McLaren

Zak Brown exige à FIA que proíba alianças entre equipas

O ambiente político na Fórmula 1 voltou a aquecer após ser noticiado que a Otro Capital quer vender os 24% da Alpine que detém. Como seria de esperar, os rumores sobre potenciais compradores começaram logo a circular no paddock, sendo o mais relevante o forte interesse da Mercedes e de Toto Wolff em adquirir essa participação financeira. Esta oportunidade de uma ligação ainda mais estreita entre duas grandes marcas , Mercedes e Alpine, gerou uma enorme onda de reações, levando o CEO da McLaren, Zak Brown, a ser bastante vocal sobre o assunto, formalizando o seu descontentamento através de uma longa carta de seis páginas enviada ao presidente da FIA, Mohammed Ben Sulayem.

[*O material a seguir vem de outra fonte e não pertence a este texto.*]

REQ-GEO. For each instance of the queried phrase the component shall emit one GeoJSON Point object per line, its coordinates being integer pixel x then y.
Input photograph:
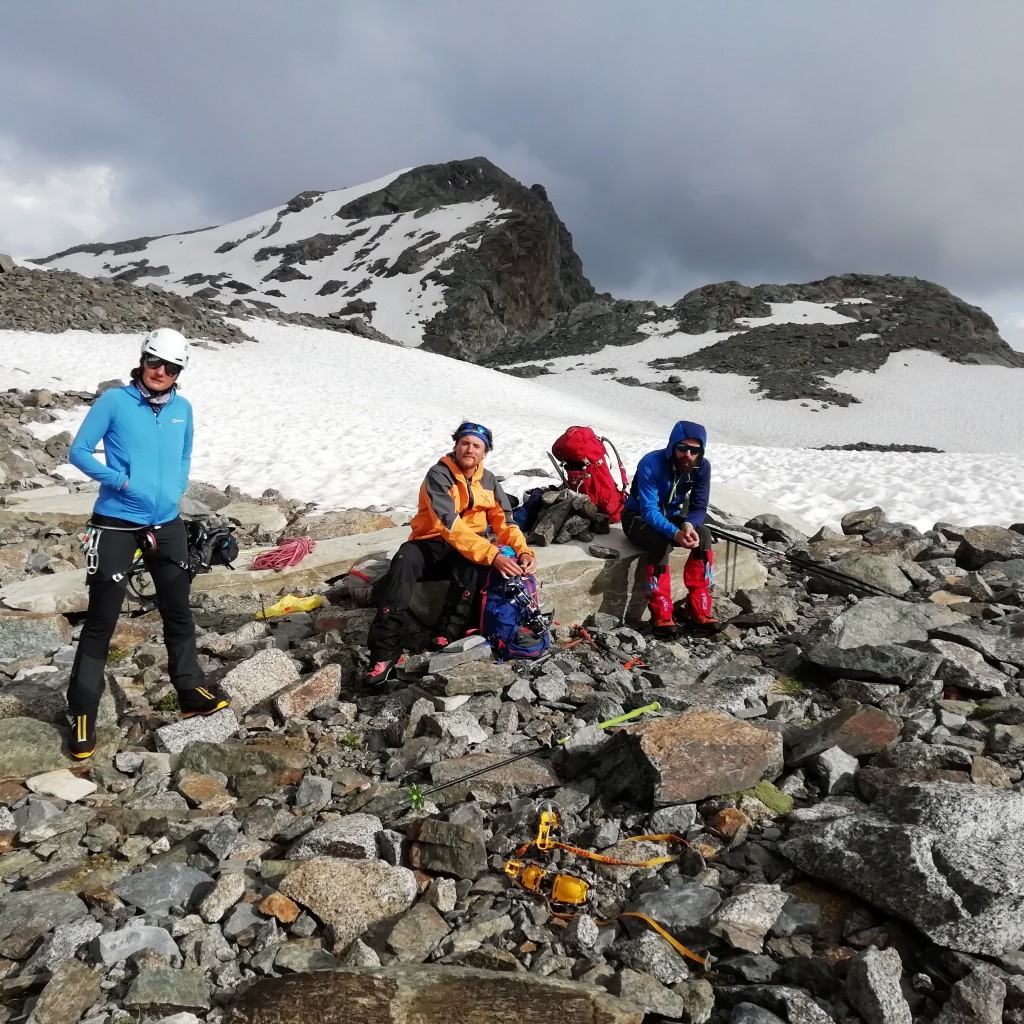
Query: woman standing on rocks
{"type": "Point", "coordinates": [146, 431]}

Nesta carta, Brown apela a um maior endurecimento urgente das regras para eliminar por completo as alianças e parcerias estratégicas entre equipas. Ainda sublinha que a sua posição não é um ataque pessoal a nenhuma equipa em particular, mas argumenta que a excelente saúde financeira atual da F1, impulsionada pelo cost cap, faz com que não exista necessidade de que uma única entidade controle mais do que uma equipa para garantir a sobrevivência destas na grelha. Para a McLaren, a manutenção destes laços prejudica gravemente a integridade desportiva e é injusta para os construtores que operam de forma totalmente independente.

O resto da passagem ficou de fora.